Victoria was the only state to buck the trend in a downward market for house sales activity according to new private dwelling sales data from the Housing Industry Association.
“A drop in new apartment sales have contributed to the continuing decline in new home sales nationally since they peaked in mid 2015,” HIA’s Principal Economist, Tim Reardon said.
“July’s result was driven by a 15.7 per cent decline in multi-unit sales and a more measured reduction in detached house sales.
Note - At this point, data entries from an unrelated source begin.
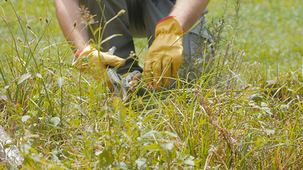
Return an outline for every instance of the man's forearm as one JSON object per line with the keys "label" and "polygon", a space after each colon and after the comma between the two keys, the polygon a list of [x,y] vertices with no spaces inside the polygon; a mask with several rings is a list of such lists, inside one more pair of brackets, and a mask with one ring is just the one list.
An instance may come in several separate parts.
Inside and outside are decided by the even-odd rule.
{"label": "man's forearm", "polygon": [[199,19],[210,0],[177,0],[169,15],[174,15],[183,30],[189,29]]}
{"label": "man's forearm", "polygon": [[82,22],[82,16],[79,12],[79,0],[54,0],[54,3],[60,27],[69,44],[75,47],[72,49],[75,52],[89,40],[85,24]]}

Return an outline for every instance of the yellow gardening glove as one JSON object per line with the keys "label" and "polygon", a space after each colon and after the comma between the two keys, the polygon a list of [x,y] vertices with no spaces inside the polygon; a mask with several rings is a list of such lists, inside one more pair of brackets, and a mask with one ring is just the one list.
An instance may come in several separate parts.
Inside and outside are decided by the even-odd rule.
{"label": "yellow gardening glove", "polygon": [[73,62],[80,71],[90,74],[96,80],[106,81],[108,86],[112,87],[106,76],[107,67],[123,66],[125,59],[108,52],[102,52],[89,45],[78,52]]}
{"label": "yellow gardening glove", "polygon": [[183,31],[177,19],[171,16],[158,23],[155,33],[155,39],[145,57],[144,74],[146,82],[159,90],[161,84],[167,86],[170,78],[177,76],[182,62]]}

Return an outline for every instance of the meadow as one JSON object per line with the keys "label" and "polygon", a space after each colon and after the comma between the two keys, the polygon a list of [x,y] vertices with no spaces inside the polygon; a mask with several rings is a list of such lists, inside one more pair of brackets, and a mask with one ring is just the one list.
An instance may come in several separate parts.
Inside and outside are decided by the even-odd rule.
{"label": "meadow", "polygon": [[0,125],[23,158],[0,169],[303,168],[300,1],[212,0],[214,65],[125,101],[72,66],[52,1],[0,6]]}

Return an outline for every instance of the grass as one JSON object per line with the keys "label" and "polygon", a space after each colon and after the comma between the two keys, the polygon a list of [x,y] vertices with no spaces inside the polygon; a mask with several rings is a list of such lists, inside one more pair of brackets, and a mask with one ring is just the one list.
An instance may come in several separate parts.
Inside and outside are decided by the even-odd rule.
{"label": "grass", "polygon": [[52,1],[2,1],[0,123],[24,161],[0,167],[302,169],[302,7],[228,2],[210,4],[212,72],[123,101],[71,66]]}

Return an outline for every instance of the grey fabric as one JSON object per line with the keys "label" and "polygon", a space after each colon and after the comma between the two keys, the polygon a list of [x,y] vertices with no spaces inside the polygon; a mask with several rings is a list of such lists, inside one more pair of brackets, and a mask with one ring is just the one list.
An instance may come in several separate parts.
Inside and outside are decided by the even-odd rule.
{"label": "grey fabric", "polygon": [[[96,0],[83,0],[80,3],[88,7],[91,13],[96,15],[94,20],[99,22],[101,18],[102,13],[100,7],[101,8],[105,7],[104,15],[107,20],[116,15],[121,9],[126,10],[124,15],[115,19],[107,25],[102,38],[104,39],[115,34],[122,34],[123,36],[112,38],[103,45],[103,49],[101,49],[103,51],[107,51],[115,46],[117,49],[115,54],[126,58],[129,56],[131,51],[135,51],[133,37],[152,37],[148,42],[149,46],[152,45],[155,39],[155,28],[157,23],[168,16],[175,3],[176,1],[171,0],[101,0],[99,6]],[[208,9],[206,8],[200,19],[204,20],[204,14],[208,11]],[[202,26],[204,27],[205,24],[204,23]],[[97,29],[99,25],[100,22],[92,25],[93,30]],[[104,21],[101,21],[101,27],[103,28],[104,25]],[[200,45],[197,43],[197,39],[201,38],[206,39],[209,36],[204,27],[202,30],[199,30],[199,28],[200,27],[194,28],[183,37],[184,55],[182,65],[183,67],[187,66],[192,69],[194,68],[196,66],[194,62],[194,60],[196,59],[194,58],[201,58],[200,56],[195,54],[197,49]],[[98,39],[98,38],[93,37],[91,32],[90,33],[90,36],[94,39]],[[128,60],[125,65],[119,68],[117,71],[118,73],[124,74],[127,72],[130,67],[130,72],[134,70],[142,71],[142,69],[139,67],[138,62],[132,59]],[[199,72],[201,69],[195,70]],[[185,73],[184,70],[181,71],[182,74]]]}

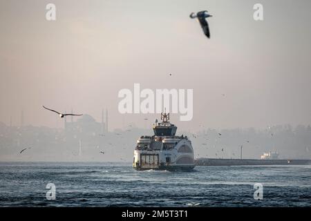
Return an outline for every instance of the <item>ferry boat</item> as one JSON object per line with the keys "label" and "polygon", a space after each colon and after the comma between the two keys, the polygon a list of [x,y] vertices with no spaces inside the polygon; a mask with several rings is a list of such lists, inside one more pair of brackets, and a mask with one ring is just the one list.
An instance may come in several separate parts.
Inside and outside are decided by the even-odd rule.
{"label": "ferry boat", "polygon": [[133,167],[137,170],[191,171],[194,153],[187,136],[176,135],[177,126],[169,122],[169,113],[156,119],[153,135],[141,136],[134,151]]}

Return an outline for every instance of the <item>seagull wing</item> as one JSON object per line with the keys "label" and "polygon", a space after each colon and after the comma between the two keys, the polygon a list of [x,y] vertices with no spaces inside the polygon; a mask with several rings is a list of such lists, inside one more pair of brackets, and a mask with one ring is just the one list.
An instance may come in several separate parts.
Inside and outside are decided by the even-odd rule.
{"label": "seagull wing", "polygon": [[64,116],[82,116],[82,115],[83,115],[83,114],[82,114],[82,115],[75,115],[73,113],[65,113],[63,115]]}
{"label": "seagull wing", "polygon": [[43,106],[43,107],[44,107],[44,108],[46,108],[46,110],[50,110],[50,111],[57,113],[58,113],[59,115],[60,115],[60,113],[59,113],[59,112],[57,112],[57,111],[56,111],[56,110],[52,110],[52,109],[49,109],[49,108],[46,108],[44,106]]}
{"label": "seagull wing", "polygon": [[205,18],[198,17],[198,19],[200,21],[200,24],[201,25],[202,29],[203,29],[204,34],[205,34],[205,35],[208,38],[209,38],[210,34],[209,34],[209,24],[206,21]]}

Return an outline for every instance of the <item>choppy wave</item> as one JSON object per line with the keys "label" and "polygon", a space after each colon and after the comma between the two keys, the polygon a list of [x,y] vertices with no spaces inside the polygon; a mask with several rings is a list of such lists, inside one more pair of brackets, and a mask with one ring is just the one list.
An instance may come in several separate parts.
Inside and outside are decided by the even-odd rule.
{"label": "choppy wave", "polygon": [[[311,206],[305,166],[197,166],[193,173],[131,165],[1,163],[0,206]],[[56,186],[47,200],[46,184]],[[254,200],[254,184],[263,200]]]}

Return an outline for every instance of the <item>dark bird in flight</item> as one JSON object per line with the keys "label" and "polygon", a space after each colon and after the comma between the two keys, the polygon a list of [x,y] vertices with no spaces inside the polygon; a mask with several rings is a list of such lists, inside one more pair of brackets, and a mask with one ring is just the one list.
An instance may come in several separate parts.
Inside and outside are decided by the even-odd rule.
{"label": "dark bird in flight", "polygon": [[19,153],[23,153],[23,151],[25,151],[26,150],[30,149],[30,148],[31,148],[31,147],[25,148],[22,149],[22,150],[21,151],[21,152],[19,152]]}
{"label": "dark bird in flight", "polygon": [[198,21],[200,21],[200,24],[201,25],[201,28],[203,30],[204,34],[209,38],[211,37],[209,34],[209,24],[207,23],[207,21],[206,19],[209,17],[212,17],[212,15],[207,13],[207,11],[200,11],[198,13],[192,12],[190,14],[190,18],[195,19],[198,18]]}
{"label": "dark bird in flight", "polygon": [[82,115],[75,115],[75,114],[73,114],[73,113],[62,113],[57,112],[57,111],[56,111],[55,110],[52,110],[52,109],[49,109],[48,108],[46,108],[44,106],[43,106],[43,107],[45,109],[46,109],[46,110],[50,110],[50,111],[53,111],[53,112],[55,112],[55,113],[57,113],[59,115],[59,117],[61,117],[61,118],[63,118],[65,116],[82,116]]}

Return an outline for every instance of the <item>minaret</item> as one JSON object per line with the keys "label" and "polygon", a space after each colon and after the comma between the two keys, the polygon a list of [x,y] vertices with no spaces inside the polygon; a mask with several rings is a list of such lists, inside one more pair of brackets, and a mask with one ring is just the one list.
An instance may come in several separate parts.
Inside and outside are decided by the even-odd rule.
{"label": "minaret", "polygon": [[[65,114],[66,114],[67,113],[67,112],[66,111],[65,111]],[[65,125],[64,125],[64,128],[65,128],[65,132],[66,131],[67,131],[67,116],[65,116],[64,117],[64,118],[65,118]]]}
{"label": "minaret", "polygon": [[102,133],[104,134],[105,131],[105,124],[104,122],[104,109],[102,110]]}
{"label": "minaret", "polygon": [[81,156],[82,155],[82,141],[81,140],[79,140],[79,155]]}
{"label": "minaret", "polygon": [[106,109],[106,132],[108,132],[108,110]]}
{"label": "minaret", "polygon": [[23,126],[23,110],[21,110],[21,128]]}

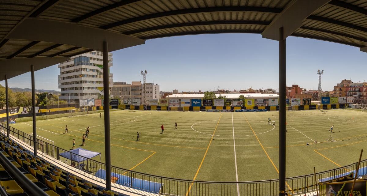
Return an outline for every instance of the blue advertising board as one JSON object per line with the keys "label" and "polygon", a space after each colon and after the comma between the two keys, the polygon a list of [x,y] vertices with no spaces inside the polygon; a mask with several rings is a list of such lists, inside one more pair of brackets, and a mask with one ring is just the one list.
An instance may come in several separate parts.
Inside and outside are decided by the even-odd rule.
{"label": "blue advertising board", "polygon": [[[95,174],[95,176],[106,179],[106,171],[99,169]],[[119,185],[138,190],[158,194],[163,185],[159,182],[132,178],[130,176],[111,172],[111,176],[117,179],[115,183]]]}
{"label": "blue advertising board", "polygon": [[329,104],[330,103],[330,97],[321,97],[321,104]]}
{"label": "blue advertising board", "polygon": [[193,99],[191,100],[192,106],[201,106],[201,100],[199,99]]}

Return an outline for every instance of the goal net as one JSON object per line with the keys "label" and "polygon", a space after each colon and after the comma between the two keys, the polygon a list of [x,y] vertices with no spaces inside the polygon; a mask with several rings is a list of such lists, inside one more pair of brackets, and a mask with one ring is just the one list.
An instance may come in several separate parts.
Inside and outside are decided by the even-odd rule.
{"label": "goal net", "polygon": [[168,106],[168,111],[183,111],[184,108],[182,107],[173,107]]}
{"label": "goal net", "polygon": [[331,135],[329,135],[329,137],[326,140],[326,141],[328,142],[336,142],[337,140],[334,139],[334,137]]}
{"label": "goal net", "polygon": [[77,115],[87,115],[89,113],[89,111],[88,111],[87,108],[79,108],[70,110],[69,111],[68,117],[73,117]]}

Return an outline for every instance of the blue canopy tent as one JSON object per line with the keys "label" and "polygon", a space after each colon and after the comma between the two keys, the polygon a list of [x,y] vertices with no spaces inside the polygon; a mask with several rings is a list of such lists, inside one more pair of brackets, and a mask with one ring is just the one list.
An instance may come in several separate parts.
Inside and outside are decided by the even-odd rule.
{"label": "blue canopy tent", "polygon": [[101,161],[101,153],[90,151],[82,148],[78,148],[60,153],[60,156],[68,159],[70,159],[70,155],[72,161],[78,163],[86,160],[87,158],[91,158],[98,155],[99,155],[99,161]]}

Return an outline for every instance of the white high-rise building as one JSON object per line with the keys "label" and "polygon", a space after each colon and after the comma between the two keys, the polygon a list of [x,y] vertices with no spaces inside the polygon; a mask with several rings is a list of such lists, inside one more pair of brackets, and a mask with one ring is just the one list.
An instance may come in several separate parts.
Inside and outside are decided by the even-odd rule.
{"label": "white high-rise building", "polygon": [[[60,99],[78,103],[80,99],[98,99],[103,96],[102,60],[102,52],[94,51],[72,57],[59,64]],[[112,53],[108,53],[108,61],[109,67],[112,66]],[[112,74],[109,74],[109,77],[110,89],[113,86]]]}

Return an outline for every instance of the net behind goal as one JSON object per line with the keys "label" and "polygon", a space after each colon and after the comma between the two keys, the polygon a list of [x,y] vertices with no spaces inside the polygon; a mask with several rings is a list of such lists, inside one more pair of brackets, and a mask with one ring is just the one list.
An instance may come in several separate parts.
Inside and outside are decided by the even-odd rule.
{"label": "net behind goal", "polygon": [[74,109],[70,110],[69,111],[69,116],[68,117],[73,117],[77,115],[83,115],[88,114],[89,113],[87,108],[79,108],[78,109]]}

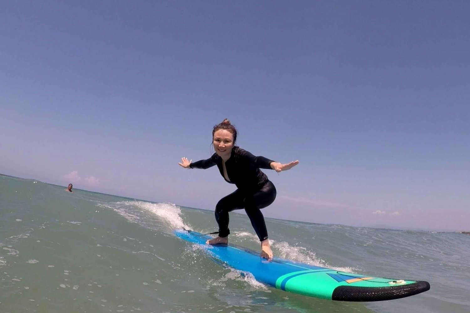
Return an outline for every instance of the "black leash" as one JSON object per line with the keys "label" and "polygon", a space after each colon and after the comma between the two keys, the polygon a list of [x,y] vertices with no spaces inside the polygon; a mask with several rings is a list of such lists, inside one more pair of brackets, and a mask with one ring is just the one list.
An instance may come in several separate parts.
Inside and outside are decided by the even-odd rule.
{"label": "black leash", "polygon": [[[189,231],[189,229],[187,229],[184,227],[183,228],[183,229],[186,230],[186,231]],[[194,235],[193,234],[193,235],[195,236],[204,236],[205,235],[215,235],[215,234],[218,234],[218,233],[219,233],[218,231],[214,231],[212,233],[207,233],[207,234],[201,234],[201,235]]]}

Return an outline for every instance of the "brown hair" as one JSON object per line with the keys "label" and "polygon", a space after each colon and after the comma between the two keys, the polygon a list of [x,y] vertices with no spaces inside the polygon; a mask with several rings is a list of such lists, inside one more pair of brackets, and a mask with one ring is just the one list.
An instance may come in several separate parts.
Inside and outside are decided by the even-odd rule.
{"label": "brown hair", "polygon": [[221,123],[214,126],[214,129],[212,130],[212,138],[214,137],[214,134],[215,133],[215,132],[219,130],[225,130],[232,133],[232,134],[234,135],[234,145],[235,145],[235,143],[236,142],[236,129],[235,128],[235,126],[230,124],[230,121],[225,119],[222,121]]}

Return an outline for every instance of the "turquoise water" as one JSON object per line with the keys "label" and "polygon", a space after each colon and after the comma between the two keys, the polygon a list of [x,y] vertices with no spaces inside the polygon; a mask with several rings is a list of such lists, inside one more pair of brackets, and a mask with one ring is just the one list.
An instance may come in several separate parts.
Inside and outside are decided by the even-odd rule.
{"label": "turquoise water", "polygon": [[[216,226],[212,211],[0,175],[0,312],[470,312],[470,236],[266,219],[274,253],[380,277],[425,280],[429,291],[338,302],[267,287],[175,237]],[[230,241],[258,250],[246,215]]]}

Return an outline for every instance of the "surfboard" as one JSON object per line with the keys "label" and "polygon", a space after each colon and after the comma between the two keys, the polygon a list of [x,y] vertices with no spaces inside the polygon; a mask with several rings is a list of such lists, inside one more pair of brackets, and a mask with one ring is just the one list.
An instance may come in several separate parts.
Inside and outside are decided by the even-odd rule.
{"label": "surfboard", "polygon": [[377,301],[399,299],[429,290],[429,283],[375,277],[341,272],[274,257],[271,260],[254,251],[231,244],[211,245],[212,237],[197,232],[174,230],[178,237],[204,245],[215,261],[242,272],[251,273],[260,282],[286,291],[321,299],[346,301]]}

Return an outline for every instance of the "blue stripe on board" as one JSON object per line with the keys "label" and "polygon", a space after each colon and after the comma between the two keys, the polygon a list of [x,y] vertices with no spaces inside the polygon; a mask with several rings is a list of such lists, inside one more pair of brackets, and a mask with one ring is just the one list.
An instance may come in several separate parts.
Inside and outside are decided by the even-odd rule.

The large drop in multi-unit sales this month is in contrast to strong sales volumes late in 2016 and early 2017."The HIA New Home Sales report – a monthly survey of the largest volume home builders in the five largest states – shows that sales volumes declined by 3.7 per cent during July 2017 compared with June 2017. Sales for the first seven months of this year are 4.6 per cent lower than in the same period of 2016.
“This trend is consistent with HIA’s expectation that activity will decline modestly from these record high levels over a number of years,” Reardon said.
“Victoria was the notable exception – as the only state to grow sales during July 2017. Sales were up by 9.8 per cent on what is already a very high level of activity.
“On the other hand, the Western Australian Government’s First Home Buyers grant ended on 30 June 2017 and as a consequence sales in July fell sharply from what was already a very low base."Sales of new detached houses during July 2017 fell by 0.4 per cent nationally to their lowest level since October 2014.
Victoria was the only state to experience growth (+9.8 per cent). Detached house sales fell in South Australia (-16.2 per cent), Queensland (-16.1 per cent), Western Australia (-9.1 per cent) and New South Wales (-5.2 per cent) during the month.
"Victoria remains the jewel in the crown of Australian home building activity at the moment and with a further 9.8 per cent growth on what is already a very high base it has extended its lead as the most active detached home building state," the report said.
"For the year to date Victorian detached home building activity has been consistently strong with sales this year just 0.4 per cent lower than in the year to July 2016. House approvals also rose marginally for the month to show consistently strong results for almost two years. This suggests that Victoria will continue to pull the national results forward for some-time to come.
"Strong population and employment growth in Victoria are at the core of these strong results."